Die Rosen blühen bis mindestens 2021

Lüneburg. Es ist der 6. November 2006, ein angenehmer Herbst-Montag. Dennoch schalten 1,4 Millionen Zuschauer um 14.10 Uhr das Erste ein, hören „This is my life“ von Joanna Zimmer, Titelsong der neuen Telenovela „Rote Rosen“ – Beginn einer Erfolgsgeschichte. Und die scheint nicht enden zu wollen: Nun hat auch das letzte Gremium der ARD einer Verlängerung um weitere 400 Folgen zugestimmt, der Vertrag mit der Produktionsfirma Studio Hamburg Serienwerft ist unterschrieben. Die Folgen 3001 bis 3400 für die Staffeln 17 und 18, die in den Studios im Industriegebiet Hafen und in der Stadt gedreht werden, laufen dann bis ins Jahr 2021.

Dabei hatte anfangs niemand mit einem derartigen Erfolg gerechnet, nicht mal die Macher selbst. Denn die hatten zunächst 100 Folgen geplant mit der Option auf 100 weitere. Doch nach tollen Einschaltquoten wurden die Verträge mit den Hauptdarstellern schnell für die zweiten 100 verlängert. Seither läuft eine Staffel jeweils über 200 Folgen, in der jeweils eine Frau in der Mitte ihres Lebens einen Wendepunkt ihrer familiären oder beruflichen Lage sieht und sich die Frage stellt: Will ich so weitermachen oder meine Lebensperspektiven ändern?

Arbeitgeber für 150 Personen

Die Rosen wurden schnell nicht nur zu einem Hit für die ARD, sondern auch zu einem millionenschweren Wirtschaftsfaktor für Lüneburg. Die Serie ist eine unbezahlbare Werbung für die Stadt, lockt Touristen in Scharen, die sich die Schauplätze der Rosen anschauen wollen – und so ganz nebenbei Geld in Hotels, Gaststätten und im Handel lassen. Es gibt von der Stadtmarketing spezielle Rosen-Führungen, die Serienwerft selbst bietet Studio-Führungen an.
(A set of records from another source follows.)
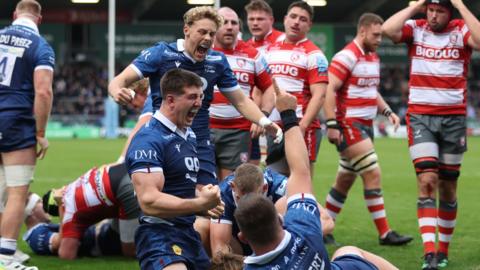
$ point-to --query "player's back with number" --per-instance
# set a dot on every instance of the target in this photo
(22, 50)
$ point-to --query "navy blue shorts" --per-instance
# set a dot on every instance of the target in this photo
(352, 262)
(160, 245)
(255, 149)
(206, 155)
(17, 133)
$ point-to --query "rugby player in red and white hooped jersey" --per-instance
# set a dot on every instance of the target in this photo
(260, 24)
(439, 49)
(230, 130)
(351, 104)
(300, 68)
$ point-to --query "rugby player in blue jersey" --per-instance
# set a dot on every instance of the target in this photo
(26, 74)
(194, 54)
(246, 179)
(163, 164)
(298, 243)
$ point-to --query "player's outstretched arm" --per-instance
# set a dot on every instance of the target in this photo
(118, 86)
(472, 23)
(154, 202)
(42, 81)
(295, 148)
(392, 28)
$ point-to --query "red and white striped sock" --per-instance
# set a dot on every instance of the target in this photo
(447, 216)
(376, 207)
(427, 221)
(335, 201)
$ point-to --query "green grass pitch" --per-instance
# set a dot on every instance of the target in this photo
(68, 159)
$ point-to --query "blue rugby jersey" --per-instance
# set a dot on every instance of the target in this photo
(22, 50)
(276, 182)
(302, 246)
(160, 147)
(155, 61)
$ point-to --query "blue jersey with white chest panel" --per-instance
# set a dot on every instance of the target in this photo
(276, 189)
(160, 147)
(154, 62)
(302, 246)
(22, 51)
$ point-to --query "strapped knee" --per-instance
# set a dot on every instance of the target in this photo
(449, 172)
(426, 164)
(344, 166)
(365, 162)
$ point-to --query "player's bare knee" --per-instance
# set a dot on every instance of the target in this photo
(18, 175)
(365, 162)
(347, 250)
(425, 165)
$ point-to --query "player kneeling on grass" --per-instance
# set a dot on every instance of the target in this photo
(102, 193)
(296, 241)
(247, 179)
(43, 237)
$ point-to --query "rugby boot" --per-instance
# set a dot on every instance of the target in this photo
(394, 239)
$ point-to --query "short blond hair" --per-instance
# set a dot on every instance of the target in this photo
(29, 6)
(203, 12)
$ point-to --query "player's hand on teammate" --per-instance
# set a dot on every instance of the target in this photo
(217, 211)
(420, 6)
(42, 148)
(394, 120)
(123, 96)
(457, 3)
(256, 130)
(209, 197)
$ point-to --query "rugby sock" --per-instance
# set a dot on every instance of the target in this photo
(376, 207)
(7, 246)
(427, 221)
(447, 214)
(335, 201)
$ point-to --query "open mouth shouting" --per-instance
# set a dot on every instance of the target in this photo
(202, 50)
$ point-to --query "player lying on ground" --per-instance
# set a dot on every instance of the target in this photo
(104, 192)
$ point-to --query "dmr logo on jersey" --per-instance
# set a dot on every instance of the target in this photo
(146, 154)
(284, 69)
(447, 53)
(242, 77)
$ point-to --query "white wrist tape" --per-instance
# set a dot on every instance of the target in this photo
(264, 121)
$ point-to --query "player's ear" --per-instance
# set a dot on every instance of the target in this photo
(242, 238)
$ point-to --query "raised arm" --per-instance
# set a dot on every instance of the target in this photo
(42, 82)
(333, 132)
(117, 88)
(392, 28)
(295, 148)
(472, 23)
(316, 103)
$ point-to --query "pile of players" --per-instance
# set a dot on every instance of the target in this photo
(163, 193)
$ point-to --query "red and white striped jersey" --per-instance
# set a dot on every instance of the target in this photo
(360, 72)
(438, 68)
(295, 67)
(271, 37)
(250, 68)
(90, 198)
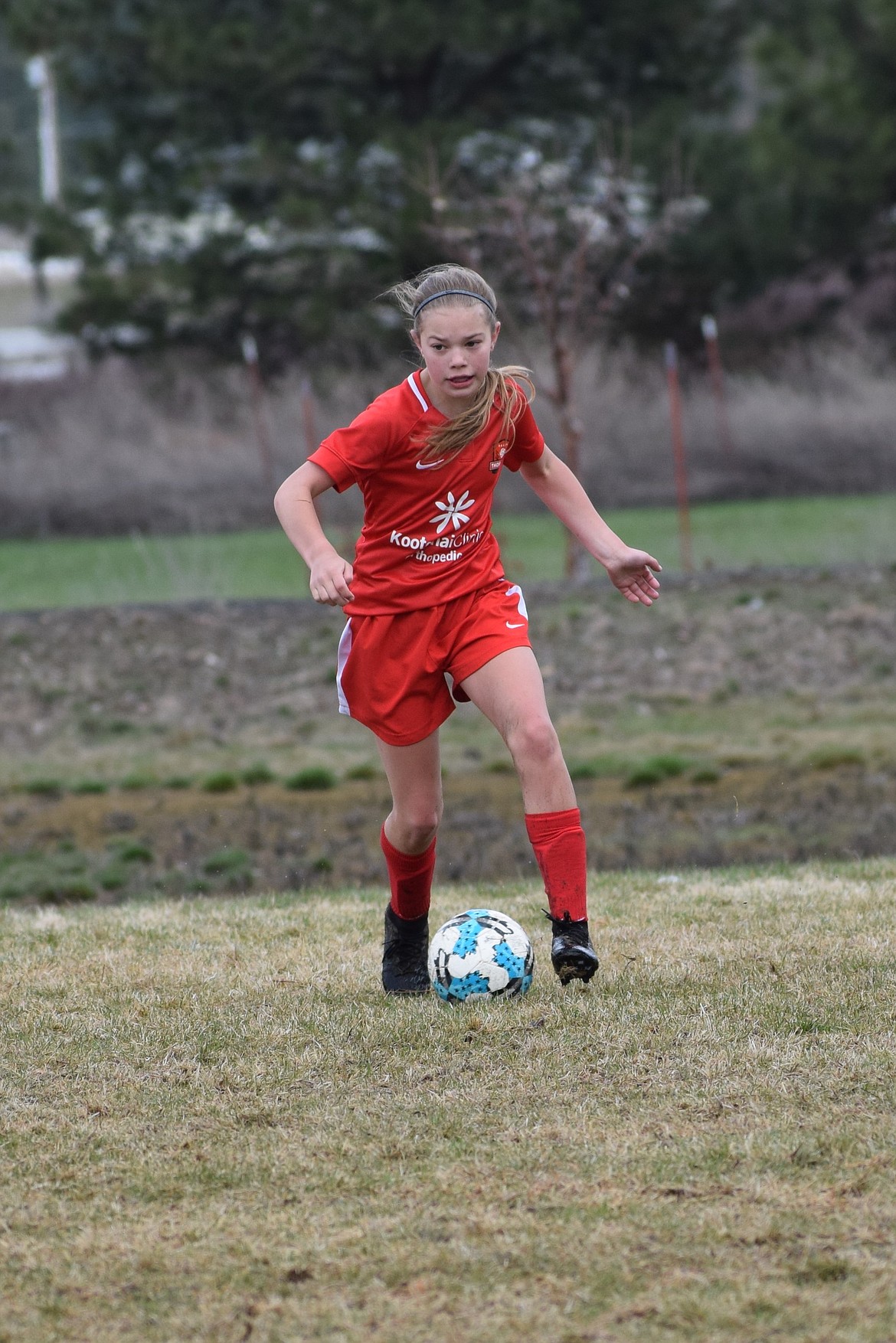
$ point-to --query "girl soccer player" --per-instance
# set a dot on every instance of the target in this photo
(427, 598)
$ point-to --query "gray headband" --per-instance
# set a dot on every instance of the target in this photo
(448, 293)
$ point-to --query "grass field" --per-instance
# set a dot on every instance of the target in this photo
(247, 564)
(217, 1127)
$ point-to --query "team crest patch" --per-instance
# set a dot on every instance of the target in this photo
(499, 453)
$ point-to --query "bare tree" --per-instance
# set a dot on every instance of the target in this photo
(563, 222)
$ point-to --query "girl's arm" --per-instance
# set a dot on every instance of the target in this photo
(558, 488)
(295, 505)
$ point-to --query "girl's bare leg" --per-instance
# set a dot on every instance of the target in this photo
(415, 778)
(511, 694)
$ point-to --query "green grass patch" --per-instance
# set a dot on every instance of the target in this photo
(258, 773)
(222, 780)
(44, 787)
(313, 779)
(246, 1139)
(656, 769)
(835, 756)
(363, 771)
(137, 780)
(600, 767)
(262, 563)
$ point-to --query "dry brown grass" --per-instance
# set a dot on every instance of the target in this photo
(215, 1126)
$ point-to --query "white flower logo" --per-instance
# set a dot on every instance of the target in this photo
(452, 511)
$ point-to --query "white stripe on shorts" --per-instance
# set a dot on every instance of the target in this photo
(342, 658)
Und dann ist da noch die Produktionsfirma selbst. Produzent Emmo Lempert kann keine konkrete Zahl nennen, sprach aber 2012 für die ersten sechs der inwzischen zwölfeinhalb Rosen-Jahre inklusive Startinvestitionen von deutlich mehr als 100 Millionen Euro: „Ein Anteil von bis zu einem Drittel bleibt direkt in der Region.“

Die Rosen sind ein großer Arbeitgeber, beschäftigen in ihren Studios im Industriegebiet Hafen rund 150 Mitarbeiter, von den Schauspielern bis hin zu den Kabelträgern. Auch die wohnen größtenteils in Lüneburg, zahlen hier ihre Miete, kaufen hier ein.
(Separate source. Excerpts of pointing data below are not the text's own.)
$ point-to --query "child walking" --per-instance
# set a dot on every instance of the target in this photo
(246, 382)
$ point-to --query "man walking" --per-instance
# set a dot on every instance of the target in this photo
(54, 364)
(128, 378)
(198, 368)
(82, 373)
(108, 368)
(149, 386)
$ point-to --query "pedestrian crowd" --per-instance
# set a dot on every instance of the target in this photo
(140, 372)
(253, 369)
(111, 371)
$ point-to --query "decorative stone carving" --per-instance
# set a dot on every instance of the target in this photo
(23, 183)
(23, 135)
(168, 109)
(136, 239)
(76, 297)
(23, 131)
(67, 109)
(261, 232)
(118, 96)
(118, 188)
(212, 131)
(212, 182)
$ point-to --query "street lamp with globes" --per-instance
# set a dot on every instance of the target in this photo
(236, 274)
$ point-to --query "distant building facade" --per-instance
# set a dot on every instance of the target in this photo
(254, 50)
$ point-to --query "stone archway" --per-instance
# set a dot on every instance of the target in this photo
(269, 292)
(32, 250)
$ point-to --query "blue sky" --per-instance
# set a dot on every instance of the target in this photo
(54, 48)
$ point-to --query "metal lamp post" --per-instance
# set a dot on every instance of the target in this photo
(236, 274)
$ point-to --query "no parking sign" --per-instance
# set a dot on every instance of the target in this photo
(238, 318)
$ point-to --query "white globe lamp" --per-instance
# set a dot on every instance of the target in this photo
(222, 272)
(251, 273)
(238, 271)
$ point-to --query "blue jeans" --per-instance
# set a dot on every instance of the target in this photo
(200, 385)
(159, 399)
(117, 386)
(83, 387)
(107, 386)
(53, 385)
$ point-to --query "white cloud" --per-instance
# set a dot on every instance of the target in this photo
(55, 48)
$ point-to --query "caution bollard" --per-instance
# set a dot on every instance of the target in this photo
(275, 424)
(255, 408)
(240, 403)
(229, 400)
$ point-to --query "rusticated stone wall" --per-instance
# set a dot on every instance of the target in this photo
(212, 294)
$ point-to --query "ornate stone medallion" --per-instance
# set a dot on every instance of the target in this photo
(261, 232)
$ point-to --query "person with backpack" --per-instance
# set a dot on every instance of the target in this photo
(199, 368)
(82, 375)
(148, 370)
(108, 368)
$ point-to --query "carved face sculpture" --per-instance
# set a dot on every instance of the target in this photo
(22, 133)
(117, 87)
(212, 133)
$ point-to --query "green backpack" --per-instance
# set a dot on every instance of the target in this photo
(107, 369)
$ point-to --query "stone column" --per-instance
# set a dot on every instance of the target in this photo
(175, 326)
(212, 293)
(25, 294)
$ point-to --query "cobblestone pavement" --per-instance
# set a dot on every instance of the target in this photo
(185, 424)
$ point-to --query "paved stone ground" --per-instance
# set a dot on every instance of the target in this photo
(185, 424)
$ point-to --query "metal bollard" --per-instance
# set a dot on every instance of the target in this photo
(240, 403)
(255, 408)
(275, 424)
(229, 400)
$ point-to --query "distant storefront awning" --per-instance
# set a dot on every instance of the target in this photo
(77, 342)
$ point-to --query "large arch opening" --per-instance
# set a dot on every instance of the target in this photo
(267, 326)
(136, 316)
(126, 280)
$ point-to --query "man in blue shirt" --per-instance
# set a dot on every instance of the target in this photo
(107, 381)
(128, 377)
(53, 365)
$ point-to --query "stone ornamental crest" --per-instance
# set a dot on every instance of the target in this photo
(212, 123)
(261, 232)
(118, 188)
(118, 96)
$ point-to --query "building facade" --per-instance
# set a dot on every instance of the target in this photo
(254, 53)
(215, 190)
Aktuell läuft die 16. Staffel mit Hauptdarstellerin Gerit Kling, oft mehr als 1,5 Millonen Zuschauer sehen die Erstaustrahlung einer Folge. Im August wird die 3000. Folge im Kasten sein, das wird groß mit aktuellen und ehemaligen Stars und weiteren prominenten Gästen gefeiert.